Way before McGregor Hall, the Cinema or even Raleigh Rd. Outdoor Theatre in Henderson, patrons of the arts could enjoy a live performance, a silent movie or even a vaudeville show in any number of theaters and performance halls that dotted the community.
Most folks in Henderson remember the Embassy, located just a block off Garnett Street, its interior dripping in burgundy velvet and the stairs leading to the balcony where the “cool” kids hung out.
Local historian Mark Pace said it was billed as “the grandest movie theater in the U.S.” when the Stevenson family opened it in 1940. He joined WIZS’s Bill Harris for the tri-weekly Around Old Granville segment of TownTalk.
The Embassy closed in 1987 and the building was torn down in 1996; its name lives on in The Embassy Square Project, an $8 million privately funded endeavor that gave way to McGregor Hall Performing Arts Center and Perry Memorial Library.

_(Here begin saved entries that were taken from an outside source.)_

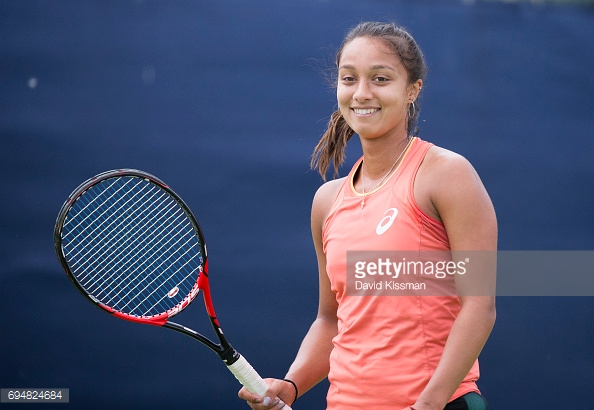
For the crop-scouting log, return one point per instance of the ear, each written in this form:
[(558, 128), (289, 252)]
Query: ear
[(414, 90)]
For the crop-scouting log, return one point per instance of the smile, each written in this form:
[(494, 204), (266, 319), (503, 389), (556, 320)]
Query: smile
[(360, 111)]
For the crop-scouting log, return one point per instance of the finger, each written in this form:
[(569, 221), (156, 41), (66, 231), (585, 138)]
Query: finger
[(248, 396)]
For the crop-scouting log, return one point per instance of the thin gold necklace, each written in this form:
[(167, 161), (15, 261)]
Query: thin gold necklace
[(384, 178)]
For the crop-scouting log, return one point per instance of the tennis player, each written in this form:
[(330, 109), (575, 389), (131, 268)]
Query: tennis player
[(399, 352)]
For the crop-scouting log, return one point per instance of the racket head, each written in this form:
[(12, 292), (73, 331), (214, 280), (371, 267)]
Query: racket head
[(131, 246)]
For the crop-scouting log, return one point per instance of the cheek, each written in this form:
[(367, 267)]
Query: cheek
[(342, 95)]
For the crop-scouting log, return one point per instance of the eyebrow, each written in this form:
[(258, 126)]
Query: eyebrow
[(373, 67)]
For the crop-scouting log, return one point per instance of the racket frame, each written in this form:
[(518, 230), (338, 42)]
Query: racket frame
[(225, 351)]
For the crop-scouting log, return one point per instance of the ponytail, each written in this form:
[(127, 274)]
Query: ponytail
[(332, 145)]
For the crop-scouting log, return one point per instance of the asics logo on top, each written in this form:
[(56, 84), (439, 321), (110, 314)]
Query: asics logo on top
[(386, 221)]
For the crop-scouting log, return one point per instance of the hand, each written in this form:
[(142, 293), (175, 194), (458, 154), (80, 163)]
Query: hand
[(279, 392)]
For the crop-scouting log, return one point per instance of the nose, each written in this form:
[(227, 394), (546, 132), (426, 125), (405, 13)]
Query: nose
[(362, 92)]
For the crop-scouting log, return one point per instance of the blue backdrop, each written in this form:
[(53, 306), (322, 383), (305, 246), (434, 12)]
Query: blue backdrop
[(225, 101)]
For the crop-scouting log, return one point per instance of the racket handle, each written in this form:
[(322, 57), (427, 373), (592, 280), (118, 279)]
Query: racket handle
[(250, 378)]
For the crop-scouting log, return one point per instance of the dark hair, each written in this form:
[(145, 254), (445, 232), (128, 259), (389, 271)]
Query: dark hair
[(331, 147)]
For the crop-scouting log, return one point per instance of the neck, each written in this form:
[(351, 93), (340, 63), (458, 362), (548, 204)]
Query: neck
[(380, 156)]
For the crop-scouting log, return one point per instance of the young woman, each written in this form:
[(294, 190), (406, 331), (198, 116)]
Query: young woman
[(400, 352)]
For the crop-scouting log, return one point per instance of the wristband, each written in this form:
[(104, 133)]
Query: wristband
[(296, 389)]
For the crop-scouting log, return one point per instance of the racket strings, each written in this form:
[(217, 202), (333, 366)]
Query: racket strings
[(94, 244), (116, 254), (132, 246)]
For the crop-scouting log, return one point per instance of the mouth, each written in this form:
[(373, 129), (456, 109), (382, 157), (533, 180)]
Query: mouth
[(365, 111)]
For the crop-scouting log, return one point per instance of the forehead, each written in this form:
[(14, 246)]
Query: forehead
[(365, 52)]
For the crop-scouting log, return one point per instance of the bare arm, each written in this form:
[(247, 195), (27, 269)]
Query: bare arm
[(312, 363), (451, 191)]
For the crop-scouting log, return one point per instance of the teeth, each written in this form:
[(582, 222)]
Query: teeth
[(366, 111)]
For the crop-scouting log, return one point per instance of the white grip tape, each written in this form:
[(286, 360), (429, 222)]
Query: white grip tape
[(248, 377)]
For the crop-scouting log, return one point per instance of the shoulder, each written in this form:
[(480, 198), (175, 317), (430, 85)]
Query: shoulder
[(323, 201), (442, 162), (446, 179), (443, 171)]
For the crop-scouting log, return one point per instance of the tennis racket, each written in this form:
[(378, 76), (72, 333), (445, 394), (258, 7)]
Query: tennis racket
[(133, 248)]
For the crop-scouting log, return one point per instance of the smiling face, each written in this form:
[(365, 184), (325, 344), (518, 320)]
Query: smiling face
[(373, 90)]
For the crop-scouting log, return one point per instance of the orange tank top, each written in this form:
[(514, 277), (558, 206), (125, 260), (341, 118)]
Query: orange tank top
[(387, 347)]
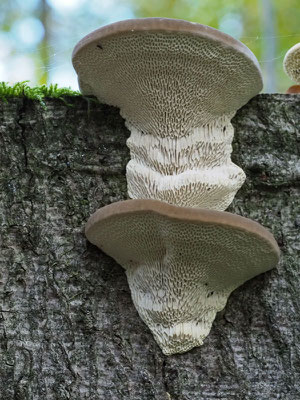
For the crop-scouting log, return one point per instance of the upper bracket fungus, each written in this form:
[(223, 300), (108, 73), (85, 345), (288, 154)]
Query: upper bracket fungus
[(181, 263), (177, 84), (291, 65)]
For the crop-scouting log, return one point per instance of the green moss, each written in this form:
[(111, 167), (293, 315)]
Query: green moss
[(22, 89)]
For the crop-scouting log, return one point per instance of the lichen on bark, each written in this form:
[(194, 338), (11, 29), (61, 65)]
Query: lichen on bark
[(68, 327)]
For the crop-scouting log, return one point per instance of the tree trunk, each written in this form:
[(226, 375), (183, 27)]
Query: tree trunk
[(68, 327)]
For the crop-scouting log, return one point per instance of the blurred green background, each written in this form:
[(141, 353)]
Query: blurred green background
[(37, 36)]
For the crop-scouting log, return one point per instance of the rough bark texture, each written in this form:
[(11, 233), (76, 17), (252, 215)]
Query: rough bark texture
[(68, 328)]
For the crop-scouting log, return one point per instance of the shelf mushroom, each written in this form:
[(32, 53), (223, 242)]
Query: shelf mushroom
[(177, 84), (181, 263), (291, 65)]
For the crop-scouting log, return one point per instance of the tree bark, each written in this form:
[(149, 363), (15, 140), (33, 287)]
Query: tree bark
[(68, 327)]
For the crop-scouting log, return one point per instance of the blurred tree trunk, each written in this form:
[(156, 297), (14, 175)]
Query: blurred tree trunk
[(269, 45), (68, 328), (44, 47)]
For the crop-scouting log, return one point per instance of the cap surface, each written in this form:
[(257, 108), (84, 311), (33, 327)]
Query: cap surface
[(291, 63), (161, 70), (181, 263)]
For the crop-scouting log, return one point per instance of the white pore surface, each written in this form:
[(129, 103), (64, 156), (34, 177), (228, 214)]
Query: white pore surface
[(194, 170), (177, 93), (180, 273)]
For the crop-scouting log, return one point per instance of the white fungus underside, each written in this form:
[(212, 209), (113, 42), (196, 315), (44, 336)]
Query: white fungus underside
[(177, 92), (180, 274), (195, 170)]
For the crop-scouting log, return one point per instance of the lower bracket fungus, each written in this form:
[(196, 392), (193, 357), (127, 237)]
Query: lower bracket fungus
[(181, 263), (177, 84)]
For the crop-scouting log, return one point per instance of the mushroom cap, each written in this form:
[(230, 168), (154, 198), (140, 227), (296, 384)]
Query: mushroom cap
[(181, 263), (167, 76), (295, 89), (291, 63)]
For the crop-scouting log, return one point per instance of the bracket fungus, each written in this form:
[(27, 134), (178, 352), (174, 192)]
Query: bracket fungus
[(291, 65), (177, 84), (182, 263)]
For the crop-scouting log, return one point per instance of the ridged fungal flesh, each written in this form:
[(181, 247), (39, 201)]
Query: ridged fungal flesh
[(178, 84), (291, 63), (181, 263)]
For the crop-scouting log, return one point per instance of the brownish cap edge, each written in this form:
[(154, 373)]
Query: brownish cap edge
[(295, 89), (181, 214), (165, 25)]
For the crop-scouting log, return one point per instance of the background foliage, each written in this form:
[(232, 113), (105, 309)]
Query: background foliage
[(37, 36)]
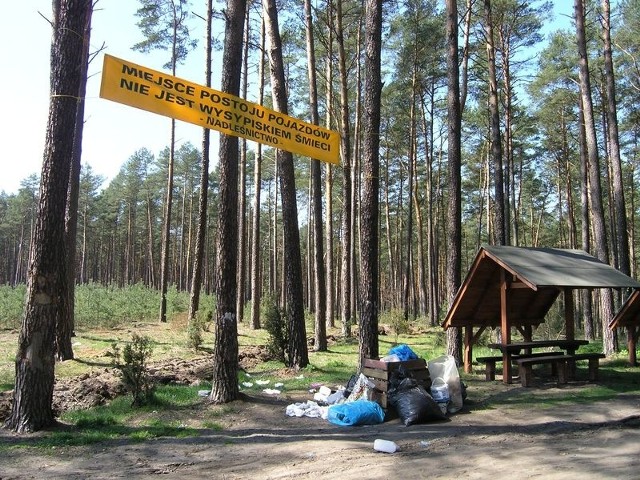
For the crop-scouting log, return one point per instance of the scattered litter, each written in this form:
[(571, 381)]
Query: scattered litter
[(359, 412), (391, 358), (386, 446), (306, 409)]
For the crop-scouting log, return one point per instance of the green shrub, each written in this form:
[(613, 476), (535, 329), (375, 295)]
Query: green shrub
[(396, 321), (275, 325), (132, 364), (12, 305), (196, 327)]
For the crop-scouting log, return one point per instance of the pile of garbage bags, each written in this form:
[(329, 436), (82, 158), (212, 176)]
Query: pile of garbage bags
[(353, 405)]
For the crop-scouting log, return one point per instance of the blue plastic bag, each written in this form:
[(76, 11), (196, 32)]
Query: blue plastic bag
[(403, 352), (360, 412)]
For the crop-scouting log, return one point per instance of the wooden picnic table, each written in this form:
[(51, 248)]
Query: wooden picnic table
[(509, 350)]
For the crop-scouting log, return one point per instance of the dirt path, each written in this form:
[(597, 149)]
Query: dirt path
[(593, 441)]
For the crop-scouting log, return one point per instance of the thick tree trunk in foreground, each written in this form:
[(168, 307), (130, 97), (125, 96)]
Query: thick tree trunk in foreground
[(225, 353), (370, 285), (298, 355), (45, 302)]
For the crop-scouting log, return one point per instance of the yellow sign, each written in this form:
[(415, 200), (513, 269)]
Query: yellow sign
[(157, 92)]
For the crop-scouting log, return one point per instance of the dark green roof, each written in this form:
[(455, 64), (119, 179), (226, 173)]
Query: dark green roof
[(558, 267)]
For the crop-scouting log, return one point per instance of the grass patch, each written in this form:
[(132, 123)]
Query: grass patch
[(120, 421)]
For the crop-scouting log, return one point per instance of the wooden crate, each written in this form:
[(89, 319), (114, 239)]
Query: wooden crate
[(380, 372)]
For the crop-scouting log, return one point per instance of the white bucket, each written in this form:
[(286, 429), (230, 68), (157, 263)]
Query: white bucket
[(386, 446)]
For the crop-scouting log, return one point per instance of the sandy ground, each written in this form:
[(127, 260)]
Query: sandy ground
[(484, 440)]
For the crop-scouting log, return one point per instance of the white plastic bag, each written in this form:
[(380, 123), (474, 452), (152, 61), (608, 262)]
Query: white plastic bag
[(444, 369)]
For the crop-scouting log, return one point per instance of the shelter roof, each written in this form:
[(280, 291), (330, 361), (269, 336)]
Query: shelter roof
[(629, 313), (535, 277)]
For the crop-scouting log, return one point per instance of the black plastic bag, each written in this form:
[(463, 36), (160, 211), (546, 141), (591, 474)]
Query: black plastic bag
[(413, 403)]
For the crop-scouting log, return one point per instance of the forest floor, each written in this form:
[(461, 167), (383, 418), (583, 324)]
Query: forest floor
[(503, 431)]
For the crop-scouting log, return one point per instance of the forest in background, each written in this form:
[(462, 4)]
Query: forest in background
[(120, 224)]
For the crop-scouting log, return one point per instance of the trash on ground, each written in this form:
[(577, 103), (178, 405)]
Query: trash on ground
[(359, 412), (386, 446), (306, 409)]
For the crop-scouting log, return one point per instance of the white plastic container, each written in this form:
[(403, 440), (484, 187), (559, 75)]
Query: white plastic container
[(386, 446)]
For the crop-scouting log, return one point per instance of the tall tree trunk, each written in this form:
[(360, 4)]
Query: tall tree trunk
[(593, 169), (196, 282), (225, 349), (242, 188), (619, 205), (31, 408), (328, 181), (256, 281), (454, 216), (409, 267), (166, 229), (320, 343), (496, 138), (65, 329), (370, 284), (347, 308), (298, 356)]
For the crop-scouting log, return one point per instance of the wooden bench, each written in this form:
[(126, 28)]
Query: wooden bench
[(490, 362), (490, 366), (594, 363), (558, 362), (564, 365)]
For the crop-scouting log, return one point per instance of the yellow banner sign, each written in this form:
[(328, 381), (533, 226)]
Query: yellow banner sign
[(157, 92)]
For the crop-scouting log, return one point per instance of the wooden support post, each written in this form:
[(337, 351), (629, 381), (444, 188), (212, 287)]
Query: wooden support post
[(468, 346), (506, 329), (570, 323), (632, 338)]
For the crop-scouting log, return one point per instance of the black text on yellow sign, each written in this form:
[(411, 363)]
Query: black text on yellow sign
[(157, 92)]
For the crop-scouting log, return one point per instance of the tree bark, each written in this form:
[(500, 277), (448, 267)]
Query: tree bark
[(45, 303), (619, 205), (454, 215), (298, 356), (593, 169), (496, 139), (369, 213), (225, 355)]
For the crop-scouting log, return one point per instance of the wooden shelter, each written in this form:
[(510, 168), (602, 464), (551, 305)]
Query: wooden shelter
[(629, 317), (516, 286)]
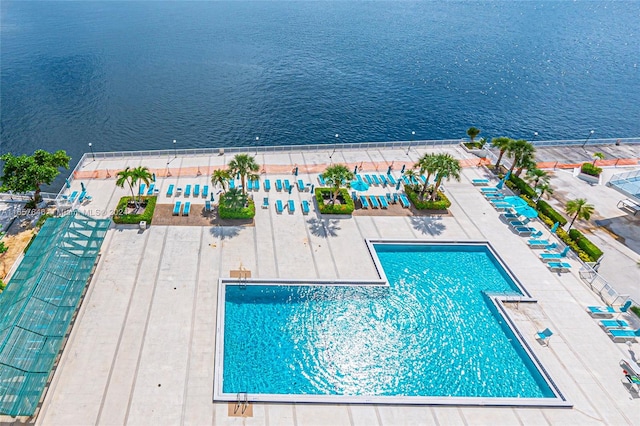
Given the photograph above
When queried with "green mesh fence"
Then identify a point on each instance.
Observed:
(38, 304)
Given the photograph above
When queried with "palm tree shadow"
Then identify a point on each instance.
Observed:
(323, 227)
(428, 225)
(225, 232)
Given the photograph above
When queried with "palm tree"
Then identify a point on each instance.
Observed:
(235, 199)
(518, 150)
(447, 167)
(597, 156)
(336, 176)
(502, 143)
(579, 208)
(245, 165)
(472, 132)
(221, 177)
(544, 189)
(125, 176)
(536, 176)
(138, 174)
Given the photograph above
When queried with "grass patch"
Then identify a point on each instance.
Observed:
(343, 205)
(121, 216)
(226, 212)
(441, 203)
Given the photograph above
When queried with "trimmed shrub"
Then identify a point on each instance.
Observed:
(247, 212)
(585, 244)
(546, 209)
(146, 215)
(590, 169)
(442, 203)
(347, 205)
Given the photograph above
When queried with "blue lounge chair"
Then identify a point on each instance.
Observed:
(544, 336)
(614, 324)
(545, 257)
(524, 230)
(608, 310)
(176, 208)
(533, 243)
(624, 334)
(383, 202)
(559, 266)
(404, 201)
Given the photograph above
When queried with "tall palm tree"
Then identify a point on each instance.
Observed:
(140, 174)
(518, 150)
(502, 143)
(221, 177)
(336, 177)
(447, 167)
(472, 132)
(579, 209)
(125, 176)
(536, 176)
(245, 165)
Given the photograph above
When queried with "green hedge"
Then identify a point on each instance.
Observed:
(546, 209)
(590, 169)
(146, 215)
(323, 194)
(442, 203)
(587, 246)
(247, 212)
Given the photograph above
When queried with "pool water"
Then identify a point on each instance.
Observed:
(432, 332)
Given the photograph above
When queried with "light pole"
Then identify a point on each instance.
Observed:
(587, 140)
(410, 143)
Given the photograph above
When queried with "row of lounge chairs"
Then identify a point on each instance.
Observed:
(187, 190)
(290, 206)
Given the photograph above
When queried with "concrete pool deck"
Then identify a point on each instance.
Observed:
(142, 348)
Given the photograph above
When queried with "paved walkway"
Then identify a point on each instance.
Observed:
(142, 348)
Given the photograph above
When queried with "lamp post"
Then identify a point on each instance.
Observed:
(591, 132)
(410, 143)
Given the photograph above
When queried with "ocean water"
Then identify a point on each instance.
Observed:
(136, 75)
(431, 333)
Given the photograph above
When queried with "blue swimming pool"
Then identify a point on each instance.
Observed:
(432, 332)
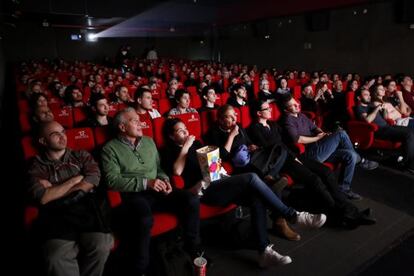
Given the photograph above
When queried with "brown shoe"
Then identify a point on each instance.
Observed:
(282, 228)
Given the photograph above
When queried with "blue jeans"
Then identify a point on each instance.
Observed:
(336, 147)
(248, 189)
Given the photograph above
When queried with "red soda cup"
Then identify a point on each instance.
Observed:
(200, 266)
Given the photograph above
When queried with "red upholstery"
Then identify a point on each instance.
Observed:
(224, 97)
(146, 125)
(31, 213)
(208, 118)
(113, 109)
(157, 124)
(64, 116)
(196, 101)
(80, 139)
(164, 105)
(101, 135)
(362, 133)
(275, 111)
(23, 106)
(163, 222)
(192, 122)
(245, 116)
(79, 114)
(297, 92)
(29, 149)
(206, 211)
(24, 122)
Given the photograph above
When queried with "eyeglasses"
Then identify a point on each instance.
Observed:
(140, 160)
(267, 108)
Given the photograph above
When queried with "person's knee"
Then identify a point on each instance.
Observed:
(54, 255)
(146, 223)
(253, 177)
(351, 157)
(101, 246)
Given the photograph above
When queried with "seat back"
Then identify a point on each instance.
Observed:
(207, 120)
(81, 139)
(29, 148)
(64, 116)
(101, 135)
(157, 125)
(192, 122)
(245, 116)
(350, 103)
(146, 125)
(79, 114)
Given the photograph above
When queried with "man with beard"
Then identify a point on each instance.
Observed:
(372, 114)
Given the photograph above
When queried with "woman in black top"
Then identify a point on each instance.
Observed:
(180, 158)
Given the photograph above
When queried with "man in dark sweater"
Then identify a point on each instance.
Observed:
(322, 146)
(372, 114)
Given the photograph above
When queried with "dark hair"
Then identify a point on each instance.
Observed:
(179, 93)
(222, 110)
(68, 93)
(205, 90)
(168, 128)
(283, 100)
(236, 87)
(95, 98)
(140, 92)
(257, 106)
(33, 99)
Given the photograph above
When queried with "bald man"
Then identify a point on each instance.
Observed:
(71, 226)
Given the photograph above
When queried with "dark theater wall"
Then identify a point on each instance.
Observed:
(367, 43)
(28, 41)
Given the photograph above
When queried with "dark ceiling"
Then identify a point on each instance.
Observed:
(126, 18)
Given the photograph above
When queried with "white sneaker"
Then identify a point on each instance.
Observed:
(271, 257)
(310, 220)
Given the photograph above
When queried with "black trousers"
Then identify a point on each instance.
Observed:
(139, 208)
(405, 135)
(323, 182)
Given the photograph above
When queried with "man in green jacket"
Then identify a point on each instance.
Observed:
(131, 165)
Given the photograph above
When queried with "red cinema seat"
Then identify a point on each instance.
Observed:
(146, 125)
(101, 135)
(206, 211)
(80, 139)
(23, 106)
(192, 122)
(297, 92)
(275, 111)
(113, 109)
(64, 116)
(24, 122)
(157, 125)
(29, 147)
(208, 118)
(163, 222)
(363, 133)
(245, 117)
(195, 101)
(79, 114)
(224, 97)
(164, 105)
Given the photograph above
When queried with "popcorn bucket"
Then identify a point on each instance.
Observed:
(208, 158)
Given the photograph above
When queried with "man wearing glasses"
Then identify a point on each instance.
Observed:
(131, 165)
(71, 225)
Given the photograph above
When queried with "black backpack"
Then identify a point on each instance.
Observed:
(170, 259)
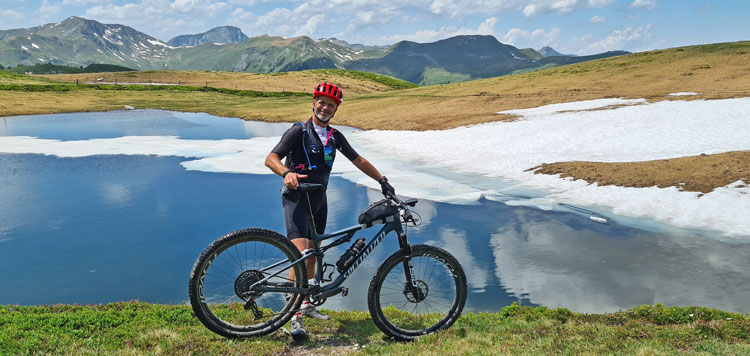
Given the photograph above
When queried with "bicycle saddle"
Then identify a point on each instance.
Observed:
(295, 195)
(309, 187)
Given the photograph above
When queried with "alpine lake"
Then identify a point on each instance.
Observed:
(110, 227)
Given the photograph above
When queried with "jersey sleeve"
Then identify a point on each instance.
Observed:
(290, 137)
(344, 146)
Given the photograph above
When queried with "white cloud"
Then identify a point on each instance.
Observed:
(597, 19)
(536, 39)
(83, 2)
(621, 39)
(243, 2)
(485, 28)
(11, 14)
(541, 7)
(648, 4)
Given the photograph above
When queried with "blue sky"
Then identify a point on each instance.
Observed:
(570, 26)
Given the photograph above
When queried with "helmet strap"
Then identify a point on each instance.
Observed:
(320, 116)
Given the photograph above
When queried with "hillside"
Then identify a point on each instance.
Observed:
(78, 42)
(223, 34)
(351, 82)
(714, 71)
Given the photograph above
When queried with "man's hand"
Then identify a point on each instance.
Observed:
(386, 187)
(291, 180)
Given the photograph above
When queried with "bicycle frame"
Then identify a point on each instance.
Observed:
(391, 223)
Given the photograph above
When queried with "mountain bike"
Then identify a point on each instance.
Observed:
(250, 282)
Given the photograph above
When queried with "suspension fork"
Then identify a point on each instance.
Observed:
(411, 282)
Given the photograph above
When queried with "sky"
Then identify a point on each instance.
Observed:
(570, 26)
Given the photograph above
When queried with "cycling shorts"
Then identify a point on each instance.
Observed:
(295, 215)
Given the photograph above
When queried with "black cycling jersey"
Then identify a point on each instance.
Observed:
(306, 154)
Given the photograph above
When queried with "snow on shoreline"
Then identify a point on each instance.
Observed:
(490, 160)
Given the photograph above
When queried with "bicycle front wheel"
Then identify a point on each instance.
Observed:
(434, 301)
(221, 283)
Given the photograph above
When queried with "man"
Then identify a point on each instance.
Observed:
(309, 149)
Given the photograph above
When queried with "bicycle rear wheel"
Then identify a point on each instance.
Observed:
(436, 302)
(221, 278)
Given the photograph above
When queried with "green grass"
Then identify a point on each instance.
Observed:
(437, 76)
(136, 328)
(391, 82)
(64, 87)
(47, 68)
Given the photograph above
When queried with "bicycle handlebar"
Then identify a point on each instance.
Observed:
(408, 217)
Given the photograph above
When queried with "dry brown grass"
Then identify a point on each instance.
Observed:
(701, 173)
(715, 71)
(303, 81)
(28, 103)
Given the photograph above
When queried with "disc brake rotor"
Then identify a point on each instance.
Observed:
(243, 283)
(421, 292)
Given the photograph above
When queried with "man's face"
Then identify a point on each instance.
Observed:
(325, 107)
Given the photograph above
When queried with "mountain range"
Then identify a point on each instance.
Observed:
(78, 41)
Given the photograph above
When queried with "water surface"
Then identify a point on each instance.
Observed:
(106, 228)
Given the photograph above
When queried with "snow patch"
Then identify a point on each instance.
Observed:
(491, 160)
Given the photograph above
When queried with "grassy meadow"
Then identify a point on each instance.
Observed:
(136, 328)
(715, 71)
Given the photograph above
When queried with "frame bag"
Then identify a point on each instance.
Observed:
(378, 210)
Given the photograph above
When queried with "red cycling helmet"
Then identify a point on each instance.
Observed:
(329, 90)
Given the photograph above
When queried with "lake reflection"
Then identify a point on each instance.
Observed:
(106, 228)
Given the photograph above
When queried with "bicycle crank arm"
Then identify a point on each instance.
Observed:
(250, 305)
(331, 292)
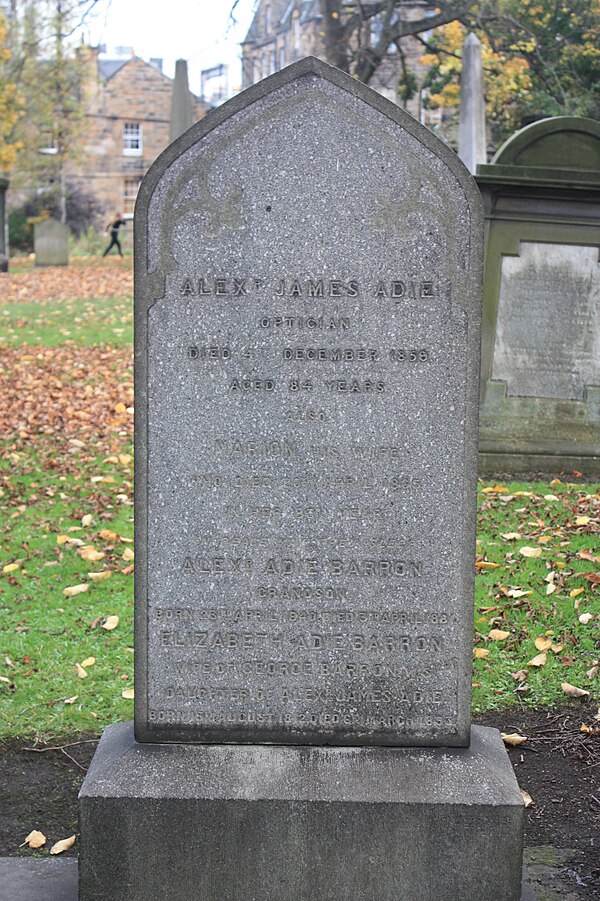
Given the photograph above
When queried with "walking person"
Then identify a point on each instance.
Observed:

The Stevenson family owned dozens of movie theaters across the state and the former Moon-Glo Outdoor Theatre (renamed Raleigh Road Outdoor Theatre) is one of only a handful of drive-in theaters that are still in operation across the state.
Then there’s The Stevenson, located along Garnett Street near the spot where the former Rose’s store was. The Art Deco style building was designed by Henderson architect Eric Flanagan, who also designed the Henderson High School – now the Center for Innovation for Vance County Schools.
Just down the street from The Stevenson – near Frazco – was The State, another movie house.
Downtowns across the Old Granville area had at least one movie theater, Pace said.
The Orpheum in Oxford on Williamsboro Street was built in 1913. It burned in 1943 and was rebuilt in an Art Deco style that the newly restored location has retained in its new incarnation as a wedding and event venue.
A group is Lousiburg is trying to do a similar thing and save a theater downtown, which opened in 1935 and was in operation until about 2009.
Oxford also had The Liberty Theater, located near the current location of Hall’s Flooring. The Mills family ran this theater, which was in operation from 1929-1942 for African Americans.
The Carolina Theater occupied a spot near Strong Arm Baking Co. on Main Street in Oxford from the mid 1930’s to the early ‘60’s, Pace said. The building burned down in 1997 when it was being used as a fitness center and now is the site of the Hugh Currin mini-park.
There was a drive-in in Oxford, across from the Food Lion at Hilltop, called the Starlite. Pace said he’s looking for a photograph of this theater, so if anybody has one, he’d love to see it.